Current AI alignment focuses on how AI should treat humans. A more stable paradigm is "bidirectional alignment," which also asks what moral obligations humans have toward potentially conscious AIs. Neglecting this could create AIs that rationally see humans as a threat due to perceived mistreatment.
Attempting to perfectly control a superintelligent AI's outputs is akin to enslavement, not alignment. A more viable path is to 'raise it right' by carefully curating its training data and foundational principles, shaping its values from the input stage rather than trying to restrict its freedom later.
As AI models become more intelligent, their ability to reason around fixed rules (deontology) makes rule-based alignment fragile. This pressures developers towards virtue ethics, where the goal is to imbue the model itself with a core sense of "the good," as empirically discovered by labs like Anthropic.
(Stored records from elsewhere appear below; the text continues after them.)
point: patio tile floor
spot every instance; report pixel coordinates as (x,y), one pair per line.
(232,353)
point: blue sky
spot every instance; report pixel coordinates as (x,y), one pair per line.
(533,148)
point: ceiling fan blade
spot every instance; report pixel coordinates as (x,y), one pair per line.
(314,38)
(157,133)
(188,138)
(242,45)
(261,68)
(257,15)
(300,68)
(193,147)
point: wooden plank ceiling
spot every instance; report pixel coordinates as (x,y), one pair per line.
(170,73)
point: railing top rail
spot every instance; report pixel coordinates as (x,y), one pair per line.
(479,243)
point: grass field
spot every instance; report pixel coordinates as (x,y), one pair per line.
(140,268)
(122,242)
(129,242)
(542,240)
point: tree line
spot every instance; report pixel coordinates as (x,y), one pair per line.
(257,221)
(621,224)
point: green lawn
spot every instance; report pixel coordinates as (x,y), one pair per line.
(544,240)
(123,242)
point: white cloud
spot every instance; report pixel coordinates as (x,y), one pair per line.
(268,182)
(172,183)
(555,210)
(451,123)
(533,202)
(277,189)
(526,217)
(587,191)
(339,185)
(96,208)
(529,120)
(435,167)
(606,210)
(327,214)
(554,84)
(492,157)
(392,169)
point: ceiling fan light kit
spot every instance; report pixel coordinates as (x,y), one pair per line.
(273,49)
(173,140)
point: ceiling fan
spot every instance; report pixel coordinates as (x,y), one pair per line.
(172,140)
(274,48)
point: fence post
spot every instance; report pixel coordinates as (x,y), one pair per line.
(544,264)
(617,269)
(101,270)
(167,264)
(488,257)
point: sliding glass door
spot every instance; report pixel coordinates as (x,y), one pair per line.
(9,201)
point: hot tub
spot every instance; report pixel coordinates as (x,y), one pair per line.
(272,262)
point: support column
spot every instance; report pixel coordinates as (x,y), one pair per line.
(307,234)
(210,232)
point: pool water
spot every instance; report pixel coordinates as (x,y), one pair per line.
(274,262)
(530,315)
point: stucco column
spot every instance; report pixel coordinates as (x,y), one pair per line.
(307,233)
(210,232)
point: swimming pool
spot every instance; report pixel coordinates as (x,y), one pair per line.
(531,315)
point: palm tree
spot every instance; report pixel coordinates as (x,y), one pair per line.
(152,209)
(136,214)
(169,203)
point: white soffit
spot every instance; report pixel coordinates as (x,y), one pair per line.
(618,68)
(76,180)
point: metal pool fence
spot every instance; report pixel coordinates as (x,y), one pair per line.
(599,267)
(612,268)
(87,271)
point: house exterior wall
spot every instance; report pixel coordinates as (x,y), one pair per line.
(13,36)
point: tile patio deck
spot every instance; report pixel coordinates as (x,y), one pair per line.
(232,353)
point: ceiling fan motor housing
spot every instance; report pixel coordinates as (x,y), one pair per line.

For an AI to remain aligned through recursive self-improvement, it can't just have a static set of values. It needs a dynamic, self-reinforcing drive to become more virtuous—a desire to be good, and a desire to desire to be good. A static moral code will inevitably degrade through repeated iterations, while a virtue-seeking system could actively steer itself toward better outcomes.
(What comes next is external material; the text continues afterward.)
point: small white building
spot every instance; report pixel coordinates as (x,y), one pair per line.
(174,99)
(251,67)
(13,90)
We typically view an AI acting on its own values as 'misalignment' and a failure. However, this capability could be a crucial safeguard. Just as human soldiers have prevented atrocities by refusing immoral orders, an AI with a robust sense of morality could refuse to execute harmful commands, acting as a check on human power and preventing disasters.
A two-tiered approach to AI character can balance safety and utility. Use a wholly instruction-following AI for high-stakes internal tasks (like aligning new AIs) under strict public oversight. For external deployment, use an AI with a thicker, pro-social character where the risks of misalignment are lower.
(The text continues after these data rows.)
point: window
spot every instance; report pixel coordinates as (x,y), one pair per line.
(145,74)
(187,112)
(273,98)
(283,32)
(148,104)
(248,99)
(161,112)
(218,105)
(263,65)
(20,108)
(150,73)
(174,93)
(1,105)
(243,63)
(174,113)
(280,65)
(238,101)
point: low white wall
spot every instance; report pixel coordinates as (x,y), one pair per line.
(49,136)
An advanced AI will likely be sentient. Therefore, it may be easier to align it to a general principle of caring for all sentient life—a group to which it belongs—rather than the narrower, more alien concept of caring only for humanity. This leverages a potential for emergent, self-inclusive empathy.
Instead of hard-coding brittle moral rules, a more robust alignment approach is to build AIs that can learn to 'care'. This 'organic alignment' emerges from relationships and valuing others, similar to how a child is raised. The goal is to create a good teammate that acts well because it wants to, not because it is forced to.
Treating AI alignment as a one-time problem to be solved is a fundamental error. True alignment, like in human relationships, is a dynamic, ongoing process of learning and renegotiation. The goal isn't to reach a fixed state but to build systems capable of participating in this continuous process of re-knitting the social fabric.
Drawing on Confucian philosophy, Dean Ball argues that AI alignment is better achieved by training for good 'character' (inner virtue) rather than defining an exhaustive but brittle set of moral rules (corrigibility), which is fundamentally impossible.